彼の視線の先には稲荷貴恵の姿があった。貴恵は今まで見たことがないほど険しい表情をしていた。普段の彼女なら小馬鹿にしたような顔をしていそうだと思っていた永遠は、その表情に違和感を覚えた。そして、貴恵の険しい顔はある集団を向いていた。
その集団は食堂の一角に集まる女子の一団だ。湧井穂菊を中心に、徳山真帆、卜部希海、加藤鳩乃、小太刀李、竜晶葉の六人が顔を突き合わせていた。貴恵の視線は彼女たちに真っ直ぐ注がれている。永遠はそれが無性に気になって仕方がなかった。

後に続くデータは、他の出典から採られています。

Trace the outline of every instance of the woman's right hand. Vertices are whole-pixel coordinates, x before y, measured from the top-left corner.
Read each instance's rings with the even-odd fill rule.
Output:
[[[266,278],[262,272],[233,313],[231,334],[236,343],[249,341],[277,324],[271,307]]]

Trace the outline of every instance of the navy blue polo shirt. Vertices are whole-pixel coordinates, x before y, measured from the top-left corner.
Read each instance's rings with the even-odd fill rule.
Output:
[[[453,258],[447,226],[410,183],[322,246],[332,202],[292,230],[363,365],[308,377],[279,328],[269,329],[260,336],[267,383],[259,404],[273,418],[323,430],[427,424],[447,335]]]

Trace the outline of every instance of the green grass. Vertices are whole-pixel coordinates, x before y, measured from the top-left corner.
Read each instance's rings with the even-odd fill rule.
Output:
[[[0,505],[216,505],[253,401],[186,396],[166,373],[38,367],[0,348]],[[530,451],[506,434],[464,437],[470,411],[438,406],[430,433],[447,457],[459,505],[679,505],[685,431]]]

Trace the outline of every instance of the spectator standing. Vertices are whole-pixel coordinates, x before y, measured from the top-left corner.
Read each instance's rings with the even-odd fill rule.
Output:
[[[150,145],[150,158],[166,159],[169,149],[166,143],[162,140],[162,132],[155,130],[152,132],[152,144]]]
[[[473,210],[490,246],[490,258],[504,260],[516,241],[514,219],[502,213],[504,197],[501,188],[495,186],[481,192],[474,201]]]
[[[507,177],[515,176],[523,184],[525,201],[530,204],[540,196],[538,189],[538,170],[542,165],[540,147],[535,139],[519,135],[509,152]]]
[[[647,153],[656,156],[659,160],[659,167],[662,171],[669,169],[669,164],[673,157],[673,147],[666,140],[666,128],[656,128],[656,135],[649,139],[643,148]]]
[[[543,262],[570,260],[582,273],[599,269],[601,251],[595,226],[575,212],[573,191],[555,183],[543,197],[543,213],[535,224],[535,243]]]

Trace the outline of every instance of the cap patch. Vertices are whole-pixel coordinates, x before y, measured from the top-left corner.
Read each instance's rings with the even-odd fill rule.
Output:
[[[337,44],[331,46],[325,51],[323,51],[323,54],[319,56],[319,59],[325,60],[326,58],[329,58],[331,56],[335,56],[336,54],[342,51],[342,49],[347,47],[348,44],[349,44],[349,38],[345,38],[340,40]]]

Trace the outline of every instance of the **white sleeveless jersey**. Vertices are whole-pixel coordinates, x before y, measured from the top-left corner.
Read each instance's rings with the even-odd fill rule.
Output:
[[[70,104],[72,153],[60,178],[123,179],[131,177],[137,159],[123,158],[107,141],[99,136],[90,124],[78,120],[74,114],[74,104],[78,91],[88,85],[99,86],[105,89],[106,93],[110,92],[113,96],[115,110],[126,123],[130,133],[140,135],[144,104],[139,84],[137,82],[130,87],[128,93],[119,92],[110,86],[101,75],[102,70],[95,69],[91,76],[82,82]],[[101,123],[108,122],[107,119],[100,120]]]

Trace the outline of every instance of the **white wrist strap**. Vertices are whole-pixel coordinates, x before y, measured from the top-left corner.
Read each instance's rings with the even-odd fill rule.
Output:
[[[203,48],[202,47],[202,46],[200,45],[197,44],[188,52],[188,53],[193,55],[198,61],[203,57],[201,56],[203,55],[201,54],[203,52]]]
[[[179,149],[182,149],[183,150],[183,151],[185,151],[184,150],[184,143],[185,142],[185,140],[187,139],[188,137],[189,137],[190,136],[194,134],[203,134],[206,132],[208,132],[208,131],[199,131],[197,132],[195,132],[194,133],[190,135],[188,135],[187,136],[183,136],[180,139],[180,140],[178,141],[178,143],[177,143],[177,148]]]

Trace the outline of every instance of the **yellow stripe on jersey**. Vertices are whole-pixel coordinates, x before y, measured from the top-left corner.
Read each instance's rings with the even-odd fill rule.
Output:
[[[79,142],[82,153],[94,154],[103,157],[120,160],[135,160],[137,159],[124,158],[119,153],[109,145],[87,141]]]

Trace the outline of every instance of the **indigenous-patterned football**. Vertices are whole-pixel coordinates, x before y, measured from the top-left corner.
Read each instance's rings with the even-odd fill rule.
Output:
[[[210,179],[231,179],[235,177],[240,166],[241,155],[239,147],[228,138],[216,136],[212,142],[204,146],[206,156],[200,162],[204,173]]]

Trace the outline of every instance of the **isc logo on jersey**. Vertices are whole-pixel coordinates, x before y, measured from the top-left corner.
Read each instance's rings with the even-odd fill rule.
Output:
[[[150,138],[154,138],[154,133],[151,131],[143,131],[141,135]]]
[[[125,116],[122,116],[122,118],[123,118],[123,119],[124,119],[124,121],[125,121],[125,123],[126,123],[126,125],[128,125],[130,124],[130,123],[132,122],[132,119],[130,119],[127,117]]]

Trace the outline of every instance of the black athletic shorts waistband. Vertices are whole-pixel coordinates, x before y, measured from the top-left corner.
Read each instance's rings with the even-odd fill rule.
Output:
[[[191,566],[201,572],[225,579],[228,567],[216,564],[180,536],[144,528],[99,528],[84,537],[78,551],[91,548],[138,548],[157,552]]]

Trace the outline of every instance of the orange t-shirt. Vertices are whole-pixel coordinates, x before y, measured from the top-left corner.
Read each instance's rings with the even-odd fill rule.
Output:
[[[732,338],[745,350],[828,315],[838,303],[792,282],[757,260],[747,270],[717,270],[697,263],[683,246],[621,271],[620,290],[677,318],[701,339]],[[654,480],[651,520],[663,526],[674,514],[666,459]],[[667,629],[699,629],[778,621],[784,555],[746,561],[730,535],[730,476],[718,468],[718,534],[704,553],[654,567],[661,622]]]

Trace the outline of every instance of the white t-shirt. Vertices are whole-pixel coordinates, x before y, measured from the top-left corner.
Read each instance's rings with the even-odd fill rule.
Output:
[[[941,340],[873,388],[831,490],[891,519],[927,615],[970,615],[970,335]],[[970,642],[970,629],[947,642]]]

「……結局、宝なんて埋まってなかったんだよね? それなら諦めてくれないかな?」
歩が漠然とした期待を込めて言った。ソニアは難しいという顔で首を振った。
「向こうは宝がないと知らないはずですから……また、誰か送り込んでくる可能性はありますね」
「うへえ」
歩は心底面倒そうに声を漏らした。
「まあ、宝の情報は漏れてると向こうも分かってるだろうし、また地面を掘り返すことはないだろうな。代わりに家探しするような輩が入り込んでくるかもしれんが」
蜂須賀藍は今後起こりそうな出来事を想像した。彼女の頭の中では、再び盗人が現れる状況を想定した警備プランが練られつつあった。
「そのあたりの話は追々しましょう」
菖蒲が場の空気を変えるように言った。
「それよりも先に話し合いたいことがあります。デリアさんのお陰でクランハウスを手に入れることができましたが、次にクランの名前を決めないといけません」
大事な話を忘れていた生徒たちから声が上がった。
クランの名前。
それは一年四組が新たなクランを創設する上で最初にしなければならない仕事の一つだった。